We have placed before the people the mandate that we sought of them. We did not try to deceive anyone.
We know exactly what is expected of us because we have made these promises. Unlike the previous government, we gave no hostages to fortune.
Plainly and simply, we took the stand which we knew was necessary and in the interest of the survival of the democratic state in order, first, to cleanse the system of the evils of the past, and to retrieve some of the liberalism, the tolerance which were the good things we should carry into the future.
I tell the Opposition this. They provide us, and I hope they will continue to provide us in the next five years, with that vivid contrast which will throw up the virtues of the PAP into magnificence.
But if we fail, let me tell them that this is not a constitutional position of Tweedledum and Tweedledee, Democrats and Republicans in America, or Tories and Labour in Britain.
If we fail, and we are unable to make the system work, it is not they who are going to come back.
They will be fleeing for their lives, because behind us there is no other alternative which is prepared to work the democratic system.
And therefore, in the last analysis, if we fail, then brute force returns.

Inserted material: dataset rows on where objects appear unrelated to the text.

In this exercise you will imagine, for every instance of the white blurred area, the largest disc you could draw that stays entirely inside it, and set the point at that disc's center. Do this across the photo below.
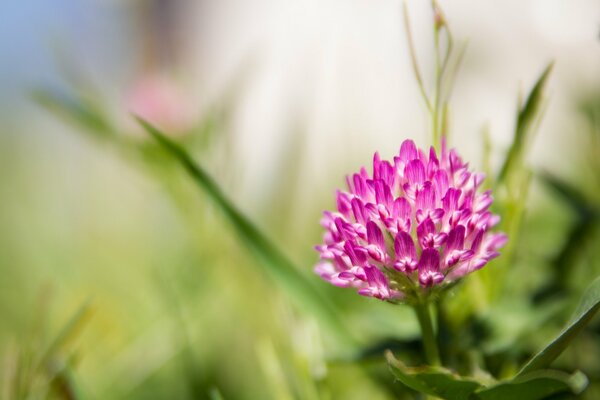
(338, 72)
(343, 66)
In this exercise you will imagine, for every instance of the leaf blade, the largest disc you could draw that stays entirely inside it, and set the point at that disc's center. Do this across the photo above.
(526, 116)
(535, 385)
(589, 305)
(274, 262)
(435, 381)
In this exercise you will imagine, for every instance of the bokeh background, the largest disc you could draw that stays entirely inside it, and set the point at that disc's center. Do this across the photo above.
(278, 101)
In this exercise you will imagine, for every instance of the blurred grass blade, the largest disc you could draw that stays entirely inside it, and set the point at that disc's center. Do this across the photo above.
(589, 305)
(69, 330)
(73, 109)
(574, 198)
(434, 381)
(215, 394)
(276, 265)
(527, 115)
(535, 385)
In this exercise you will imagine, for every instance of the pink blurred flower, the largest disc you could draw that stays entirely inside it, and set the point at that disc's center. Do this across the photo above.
(416, 222)
(158, 100)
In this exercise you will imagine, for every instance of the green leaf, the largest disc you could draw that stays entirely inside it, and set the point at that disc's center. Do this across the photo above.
(535, 385)
(589, 305)
(274, 262)
(68, 331)
(435, 381)
(574, 198)
(73, 109)
(527, 115)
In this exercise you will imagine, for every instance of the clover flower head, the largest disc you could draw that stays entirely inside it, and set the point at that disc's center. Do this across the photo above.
(416, 223)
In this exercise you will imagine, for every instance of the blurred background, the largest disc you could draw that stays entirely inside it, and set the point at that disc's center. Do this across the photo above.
(278, 101)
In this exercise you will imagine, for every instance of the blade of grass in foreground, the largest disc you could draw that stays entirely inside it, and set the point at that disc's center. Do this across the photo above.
(526, 117)
(275, 263)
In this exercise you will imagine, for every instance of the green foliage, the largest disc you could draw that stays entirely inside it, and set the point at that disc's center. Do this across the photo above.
(275, 262)
(435, 381)
(527, 115)
(74, 109)
(589, 305)
(535, 385)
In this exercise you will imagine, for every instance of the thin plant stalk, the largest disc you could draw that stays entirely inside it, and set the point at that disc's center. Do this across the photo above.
(428, 335)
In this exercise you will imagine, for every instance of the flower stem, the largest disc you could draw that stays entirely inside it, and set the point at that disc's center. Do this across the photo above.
(429, 340)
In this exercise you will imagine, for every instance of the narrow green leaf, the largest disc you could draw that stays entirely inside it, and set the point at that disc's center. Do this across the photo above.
(215, 394)
(589, 305)
(435, 381)
(535, 385)
(527, 115)
(68, 331)
(275, 263)
(576, 200)
(74, 110)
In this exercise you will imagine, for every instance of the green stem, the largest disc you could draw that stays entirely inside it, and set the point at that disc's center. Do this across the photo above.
(429, 340)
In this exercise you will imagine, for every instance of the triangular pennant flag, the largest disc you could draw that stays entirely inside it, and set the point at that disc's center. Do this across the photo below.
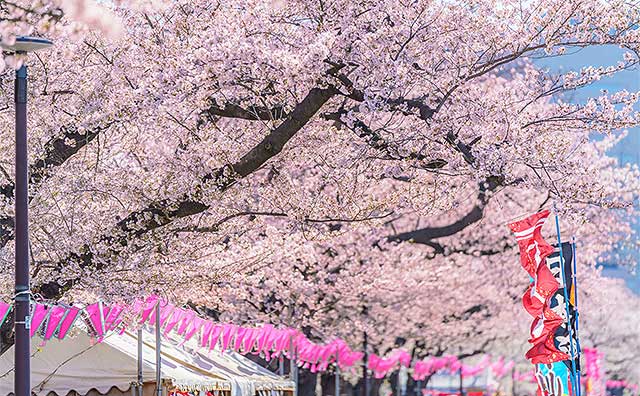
(112, 320)
(55, 319)
(5, 309)
(96, 318)
(68, 321)
(38, 317)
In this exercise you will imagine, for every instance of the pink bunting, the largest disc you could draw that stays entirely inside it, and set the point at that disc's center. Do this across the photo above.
(195, 326)
(206, 333)
(186, 320)
(228, 331)
(96, 317)
(38, 316)
(215, 335)
(149, 308)
(113, 319)
(67, 322)
(176, 317)
(55, 318)
(4, 311)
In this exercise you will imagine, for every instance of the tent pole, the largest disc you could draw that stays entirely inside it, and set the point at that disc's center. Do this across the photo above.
(139, 385)
(158, 362)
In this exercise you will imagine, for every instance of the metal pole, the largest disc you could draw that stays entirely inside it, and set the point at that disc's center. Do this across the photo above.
(365, 363)
(574, 277)
(22, 318)
(337, 392)
(140, 379)
(566, 302)
(294, 367)
(158, 357)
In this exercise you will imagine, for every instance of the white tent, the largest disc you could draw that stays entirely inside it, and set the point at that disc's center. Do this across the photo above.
(78, 366)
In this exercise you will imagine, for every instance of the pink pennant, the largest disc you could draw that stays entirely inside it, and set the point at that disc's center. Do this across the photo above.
(228, 331)
(37, 318)
(240, 332)
(196, 325)
(215, 335)
(68, 321)
(165, 313)
(250, 340)
(206, 333)
(149, 308)
(4, 311)
(55, 318)
(186, 320)
(176, 317)
(96, 317)
(112, 320)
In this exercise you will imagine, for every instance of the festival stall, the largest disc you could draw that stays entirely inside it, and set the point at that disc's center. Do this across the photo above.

I am sure no one in this House nor anyone in the country would want this to happen. And therefore, I say to all those who wish us ill, that if we fail, woe betide them.
But to those who wish us well, I give this message. This is a Government consisting of people who put their ideas, their ideals and the welfare of their people above themselves.

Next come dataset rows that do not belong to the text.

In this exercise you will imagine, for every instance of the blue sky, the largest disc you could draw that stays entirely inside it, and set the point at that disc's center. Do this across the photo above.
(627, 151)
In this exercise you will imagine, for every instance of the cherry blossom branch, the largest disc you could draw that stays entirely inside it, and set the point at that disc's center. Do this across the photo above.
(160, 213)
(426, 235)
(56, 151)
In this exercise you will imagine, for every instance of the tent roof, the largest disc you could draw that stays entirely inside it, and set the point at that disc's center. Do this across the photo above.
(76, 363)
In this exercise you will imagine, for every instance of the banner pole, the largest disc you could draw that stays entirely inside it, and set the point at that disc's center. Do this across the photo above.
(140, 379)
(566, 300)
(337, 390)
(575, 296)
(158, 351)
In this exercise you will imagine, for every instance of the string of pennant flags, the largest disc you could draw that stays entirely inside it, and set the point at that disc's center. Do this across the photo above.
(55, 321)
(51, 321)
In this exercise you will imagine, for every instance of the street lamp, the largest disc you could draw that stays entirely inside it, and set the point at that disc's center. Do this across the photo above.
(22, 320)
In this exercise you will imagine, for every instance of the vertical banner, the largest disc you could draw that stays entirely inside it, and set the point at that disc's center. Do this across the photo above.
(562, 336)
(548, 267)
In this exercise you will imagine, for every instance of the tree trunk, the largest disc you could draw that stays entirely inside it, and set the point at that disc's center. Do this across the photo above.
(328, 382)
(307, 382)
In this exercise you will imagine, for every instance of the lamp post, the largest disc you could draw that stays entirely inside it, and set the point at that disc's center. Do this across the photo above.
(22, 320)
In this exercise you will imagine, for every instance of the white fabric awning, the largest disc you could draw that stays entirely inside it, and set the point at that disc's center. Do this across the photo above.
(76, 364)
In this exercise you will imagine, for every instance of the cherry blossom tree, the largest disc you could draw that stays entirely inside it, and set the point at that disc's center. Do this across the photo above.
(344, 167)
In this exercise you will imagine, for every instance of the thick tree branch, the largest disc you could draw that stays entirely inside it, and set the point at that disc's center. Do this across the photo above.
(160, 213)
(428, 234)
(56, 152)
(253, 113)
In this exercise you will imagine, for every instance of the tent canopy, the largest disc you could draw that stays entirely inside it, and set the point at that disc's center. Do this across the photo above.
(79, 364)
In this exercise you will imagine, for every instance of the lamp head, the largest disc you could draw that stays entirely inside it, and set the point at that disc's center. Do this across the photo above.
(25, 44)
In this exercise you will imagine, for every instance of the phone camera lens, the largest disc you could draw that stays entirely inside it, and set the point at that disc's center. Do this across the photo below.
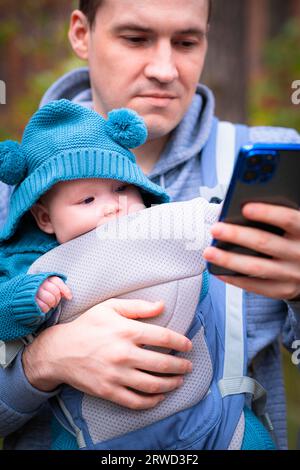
(250, 176)
(253, 161)
(267, 168)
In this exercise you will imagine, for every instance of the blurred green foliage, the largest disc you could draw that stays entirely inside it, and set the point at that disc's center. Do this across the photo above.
(37, 35)
(270, 94)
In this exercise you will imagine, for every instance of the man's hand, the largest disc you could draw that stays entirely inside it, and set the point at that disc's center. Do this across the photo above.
(278, 278)
(100, 353)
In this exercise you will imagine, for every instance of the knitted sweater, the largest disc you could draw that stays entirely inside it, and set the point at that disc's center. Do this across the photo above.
(20, 315)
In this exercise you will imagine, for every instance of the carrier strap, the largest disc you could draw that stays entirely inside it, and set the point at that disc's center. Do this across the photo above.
(234, 381)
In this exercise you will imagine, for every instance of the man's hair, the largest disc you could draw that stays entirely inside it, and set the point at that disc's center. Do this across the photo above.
(90, 7)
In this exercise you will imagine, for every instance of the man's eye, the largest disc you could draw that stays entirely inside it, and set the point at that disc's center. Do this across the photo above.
(185, 44)
(136, 40)
(88, 200)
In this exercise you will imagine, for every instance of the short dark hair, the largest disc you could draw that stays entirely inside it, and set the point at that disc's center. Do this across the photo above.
(90, 7)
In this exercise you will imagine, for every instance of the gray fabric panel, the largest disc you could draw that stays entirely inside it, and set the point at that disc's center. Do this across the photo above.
(110, 262)
(107, 420)
(237, 439)
(153, 254)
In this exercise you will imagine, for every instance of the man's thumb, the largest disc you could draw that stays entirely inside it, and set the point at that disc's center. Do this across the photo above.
(136, 308)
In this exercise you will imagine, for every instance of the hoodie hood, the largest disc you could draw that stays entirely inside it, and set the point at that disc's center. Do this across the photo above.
(186, 141)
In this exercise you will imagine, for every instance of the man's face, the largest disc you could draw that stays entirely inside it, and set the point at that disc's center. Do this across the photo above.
(148, 55)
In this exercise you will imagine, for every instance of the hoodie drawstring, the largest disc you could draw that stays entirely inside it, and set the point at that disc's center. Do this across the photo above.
(162, 182)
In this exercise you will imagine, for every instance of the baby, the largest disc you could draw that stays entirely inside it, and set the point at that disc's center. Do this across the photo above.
(73, 172)
(72, 208)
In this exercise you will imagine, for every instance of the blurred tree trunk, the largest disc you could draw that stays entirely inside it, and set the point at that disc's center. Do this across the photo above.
(225, 70)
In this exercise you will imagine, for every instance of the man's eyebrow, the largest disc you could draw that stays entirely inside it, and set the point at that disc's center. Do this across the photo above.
(131, 27)
(142, 29)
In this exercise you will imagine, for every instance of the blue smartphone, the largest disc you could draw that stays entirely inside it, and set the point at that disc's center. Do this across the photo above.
(268, 173)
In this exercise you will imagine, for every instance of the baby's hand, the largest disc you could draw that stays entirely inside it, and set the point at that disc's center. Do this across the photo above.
(50, 293)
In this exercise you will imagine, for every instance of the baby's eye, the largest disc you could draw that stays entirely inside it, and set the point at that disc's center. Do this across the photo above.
(121, 188)
(88, 200)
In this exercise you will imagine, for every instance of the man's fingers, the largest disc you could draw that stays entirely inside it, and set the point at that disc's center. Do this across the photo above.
(273, 289)
(253, 266)
(161, 363)
(135, 308)
(130, 399)
(283, 217)
(151, 384)
(47, 297)
(153, 335)
(258, 240)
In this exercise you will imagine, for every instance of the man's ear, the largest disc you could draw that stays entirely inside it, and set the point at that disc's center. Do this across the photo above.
(42, 218)
(79, 34)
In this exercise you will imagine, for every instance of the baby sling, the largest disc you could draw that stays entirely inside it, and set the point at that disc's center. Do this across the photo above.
(206, 412)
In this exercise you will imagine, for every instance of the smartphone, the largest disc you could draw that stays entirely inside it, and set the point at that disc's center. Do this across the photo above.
(268, 173)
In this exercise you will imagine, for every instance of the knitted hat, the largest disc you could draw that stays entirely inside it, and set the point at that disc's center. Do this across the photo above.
(65, 141)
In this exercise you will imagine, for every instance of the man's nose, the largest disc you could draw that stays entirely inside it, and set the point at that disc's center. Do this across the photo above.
(161, 65)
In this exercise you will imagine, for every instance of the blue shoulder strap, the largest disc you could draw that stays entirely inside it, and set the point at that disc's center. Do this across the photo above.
(229, 138)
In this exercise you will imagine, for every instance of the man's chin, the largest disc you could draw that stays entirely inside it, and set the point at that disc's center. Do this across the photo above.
(158, 127)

This is a party which has the courage of its convictions, which is prepared to pursue what it believes to be right in the interest of the people without deviating for opportunist reasons.

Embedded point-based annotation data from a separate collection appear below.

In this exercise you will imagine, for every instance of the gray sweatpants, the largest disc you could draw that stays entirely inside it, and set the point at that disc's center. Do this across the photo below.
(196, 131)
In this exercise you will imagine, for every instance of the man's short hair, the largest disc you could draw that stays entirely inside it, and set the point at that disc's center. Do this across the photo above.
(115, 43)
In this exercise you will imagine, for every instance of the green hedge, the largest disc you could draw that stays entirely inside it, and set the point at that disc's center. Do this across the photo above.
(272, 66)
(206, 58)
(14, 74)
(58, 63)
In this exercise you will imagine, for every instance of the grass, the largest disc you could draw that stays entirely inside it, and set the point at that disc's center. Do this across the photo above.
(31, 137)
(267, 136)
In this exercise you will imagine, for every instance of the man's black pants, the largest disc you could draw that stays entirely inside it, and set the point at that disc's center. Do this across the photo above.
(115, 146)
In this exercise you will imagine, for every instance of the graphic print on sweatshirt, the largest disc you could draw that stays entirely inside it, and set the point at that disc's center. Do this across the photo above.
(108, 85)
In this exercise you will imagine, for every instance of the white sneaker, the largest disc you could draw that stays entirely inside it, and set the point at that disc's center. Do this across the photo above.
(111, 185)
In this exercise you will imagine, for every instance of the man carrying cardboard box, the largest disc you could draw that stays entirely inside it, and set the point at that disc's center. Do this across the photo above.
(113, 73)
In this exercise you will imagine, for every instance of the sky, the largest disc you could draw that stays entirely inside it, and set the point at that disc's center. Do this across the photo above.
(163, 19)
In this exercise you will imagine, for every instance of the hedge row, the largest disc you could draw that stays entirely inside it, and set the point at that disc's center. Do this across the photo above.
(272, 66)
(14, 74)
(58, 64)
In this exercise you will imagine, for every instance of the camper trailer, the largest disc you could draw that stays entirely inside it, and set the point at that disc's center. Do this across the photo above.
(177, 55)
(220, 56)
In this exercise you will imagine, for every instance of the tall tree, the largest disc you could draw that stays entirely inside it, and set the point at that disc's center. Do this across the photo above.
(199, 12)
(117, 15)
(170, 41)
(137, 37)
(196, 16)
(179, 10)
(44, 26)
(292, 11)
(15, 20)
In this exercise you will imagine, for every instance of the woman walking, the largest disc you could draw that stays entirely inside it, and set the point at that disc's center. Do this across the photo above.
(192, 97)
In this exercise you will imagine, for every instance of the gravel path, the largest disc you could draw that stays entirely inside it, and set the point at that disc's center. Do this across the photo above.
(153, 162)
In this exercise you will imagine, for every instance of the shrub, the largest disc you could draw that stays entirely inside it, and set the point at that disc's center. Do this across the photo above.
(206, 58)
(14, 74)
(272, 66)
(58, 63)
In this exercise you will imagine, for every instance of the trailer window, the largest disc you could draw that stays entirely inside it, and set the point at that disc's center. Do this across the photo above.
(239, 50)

This will be an era which will light up the dark pages of the history of Singapore, post 1945.
If we succeed, as we intend to, in building a climate not only of national solidarity but a climate in which the ordinary people begin to believe that institutions of government in the country are run by people who are loved and revered because they are working for the mass of the people, then we will have done a service, not only to ourselves, our party and our movement, but we will also have done a service to the democratic socialist movement.
Until the advent of the PAP, no group proclaiming the democratic socialist cause ever struck roots in the mass of the people.
Let me say, Mr Speaker, Sir, judge us not in the next five years by the standards of the British House of Commons and the British Government in Whitehall.
Judge our performance in the context of our objectives and the realities of our situation, and at the end of five years, you will certainly not find us wanting in courage, in skill, and in sincerity.”